L'odierno appellante ha chiesto la condanna al risarcimento del danno.

L'odierno appellante ha impugnato altresì l'articolo 4-bis, primo comma, lett. b), del Regolamento per la circolazione acquea sopra indicato, norma non espressamente indicata nell'originario oggetto, ma del tutto coincidente con quella impugnata e di cui all'art. 4, comma 11, e logicamente oggetto dell'originaria impugnazione.

2. Per la ricostruzione della vicenda si rinvia a quanto dedotto nel ricorso in appello dal sig. G., nei limiti rilevanti per la decisione del ricorso.

«Il sig. Andrea G., in data 1 maggio 2010, ha ottenuto dal Comune di Venezia il rilascio della concessione n. 40267 per l'occupazione di uno spazio acqueo in rio San Zan Degolà nel sestiere di Santa Croce. L'appellante è subentrato nella titolarità della concessione prima intestata alla madre, sig. Rossana R., a seguito di rinuncia della stessa, la quale già dal 5 settembre 2007 aveva ottenuto il titolo.
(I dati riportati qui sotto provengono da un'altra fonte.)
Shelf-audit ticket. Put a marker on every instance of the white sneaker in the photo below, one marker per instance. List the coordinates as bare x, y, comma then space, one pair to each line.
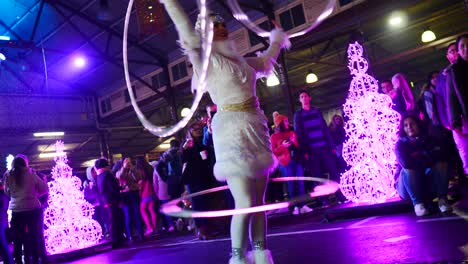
305, 209
420, 210
296, 211
444, 206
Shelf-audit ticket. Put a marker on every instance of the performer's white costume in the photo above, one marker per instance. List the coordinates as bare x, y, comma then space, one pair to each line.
240, 133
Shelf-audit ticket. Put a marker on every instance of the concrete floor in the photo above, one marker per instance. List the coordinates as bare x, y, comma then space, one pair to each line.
397, 238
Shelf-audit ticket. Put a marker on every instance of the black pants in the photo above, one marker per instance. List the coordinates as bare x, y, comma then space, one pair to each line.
322, 159
31, 222
116, 225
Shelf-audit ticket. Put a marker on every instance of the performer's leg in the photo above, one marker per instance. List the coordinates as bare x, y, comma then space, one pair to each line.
243, 191
258, 221
258, 226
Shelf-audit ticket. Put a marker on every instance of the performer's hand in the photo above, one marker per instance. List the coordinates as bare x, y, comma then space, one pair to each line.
277, 26
287, 143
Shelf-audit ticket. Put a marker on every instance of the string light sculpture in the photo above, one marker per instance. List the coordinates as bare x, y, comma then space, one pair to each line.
68, 219
372, 132
206, 41
244, 19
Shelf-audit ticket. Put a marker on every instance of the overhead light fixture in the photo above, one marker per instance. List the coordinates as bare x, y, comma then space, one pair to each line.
49, 134
104, 13
428, 36
184, 112
51, 155
79, 62
397, 19
9, 161
164, 146
311, 77
272, 80
88, 163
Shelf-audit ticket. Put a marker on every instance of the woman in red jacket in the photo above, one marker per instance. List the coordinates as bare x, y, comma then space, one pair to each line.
285, 146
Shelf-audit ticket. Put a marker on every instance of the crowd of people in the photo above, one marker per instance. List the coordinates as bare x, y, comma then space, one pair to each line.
234, 146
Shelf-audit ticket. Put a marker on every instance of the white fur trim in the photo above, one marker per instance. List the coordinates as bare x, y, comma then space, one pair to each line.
280, 37
262, 257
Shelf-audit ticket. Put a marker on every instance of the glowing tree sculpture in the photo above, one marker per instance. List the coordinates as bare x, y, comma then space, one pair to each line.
68, 219
372, 132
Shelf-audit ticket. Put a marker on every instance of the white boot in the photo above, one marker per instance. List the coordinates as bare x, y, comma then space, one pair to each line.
260, 257
246, 260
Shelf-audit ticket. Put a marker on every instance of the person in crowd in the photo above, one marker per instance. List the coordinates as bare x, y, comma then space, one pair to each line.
109, 193
160, 186
129, 177
423, 160
315, 140
5, 253
402, 86
44, 199
173, 162
25, 188
457, 99
338, 134
286, 149
211, 110
198, 176
441, 86
396, 95
240, 134
147, 195
91, 194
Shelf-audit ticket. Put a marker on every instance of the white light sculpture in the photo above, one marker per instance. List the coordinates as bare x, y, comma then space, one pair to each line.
372, 131
68, 219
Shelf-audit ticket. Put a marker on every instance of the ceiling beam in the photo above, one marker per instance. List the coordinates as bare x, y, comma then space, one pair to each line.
9, 29
105, 56
36, 22
159, 55
18, 77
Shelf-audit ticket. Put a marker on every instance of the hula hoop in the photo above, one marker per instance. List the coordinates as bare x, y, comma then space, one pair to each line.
244, 19
207, 38
171, 208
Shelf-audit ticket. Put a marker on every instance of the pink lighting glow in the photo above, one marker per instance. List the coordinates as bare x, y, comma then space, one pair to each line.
79, 62
372, 130
172, 208
68, 219
206, 41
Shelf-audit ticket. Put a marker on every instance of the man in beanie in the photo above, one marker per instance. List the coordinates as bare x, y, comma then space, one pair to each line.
315, 140
109, 194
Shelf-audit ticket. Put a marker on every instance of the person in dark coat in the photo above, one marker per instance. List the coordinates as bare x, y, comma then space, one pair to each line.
109, 194
423, 160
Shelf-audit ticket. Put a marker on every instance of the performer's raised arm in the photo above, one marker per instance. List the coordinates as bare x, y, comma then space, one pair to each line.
263, 64
189, 38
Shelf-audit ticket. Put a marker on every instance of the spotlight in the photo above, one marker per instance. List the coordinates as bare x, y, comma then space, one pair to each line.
397, 19
311, 77
428, 36
104, 13
272, 80
79, 62
184, 112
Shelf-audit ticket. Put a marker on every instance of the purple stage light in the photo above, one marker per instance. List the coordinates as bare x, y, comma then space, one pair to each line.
79, 62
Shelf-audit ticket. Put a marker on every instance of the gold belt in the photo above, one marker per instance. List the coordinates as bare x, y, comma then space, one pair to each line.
249, 105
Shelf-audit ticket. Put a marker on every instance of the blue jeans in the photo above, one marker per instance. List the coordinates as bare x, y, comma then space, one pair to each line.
4, 249
423, 184
294, 168
131, 206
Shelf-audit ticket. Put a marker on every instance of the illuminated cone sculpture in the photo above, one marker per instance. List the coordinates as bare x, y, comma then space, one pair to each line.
68, 218
372, 133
Già allora la madre sig.ra R. precisava che l'uso del natante riferito allo spazio acqueo in questione veniva utilizzato dal figlio Andrea G.

Nella domanda di concessione del 5 ottobre 2009 veniva, altresì, indicato il tipo di imbarcazione, ovvero un tipico sandolo veneziano.

All'epoca della domanda ed al rilascio della concessione, le finestre del sig. A.», odierno appellato «risultavano con inferriate, così come, peraltro, si presentavano sin dal giugno 2007, epoca in cui la sig.ra Rossana R. otteneva la concessione.

In data 6 ottobre 2008 il sig. A. ha presentato domanda di concessione di spazio acqueo, in rio San Zan Degolà, indicando uno spazio acqueo e tre spazi alternativi. Solo uno degli spazi si riferiva alla zona sotto le finestre di sua proprietà, ma da un lato, esso non coinvolgeva la concessione del sig. Andrea G., dall'altro lato, lo spazio individuato si sovrapponeva con altra concessione (n. 6546 prot. 86236/2003).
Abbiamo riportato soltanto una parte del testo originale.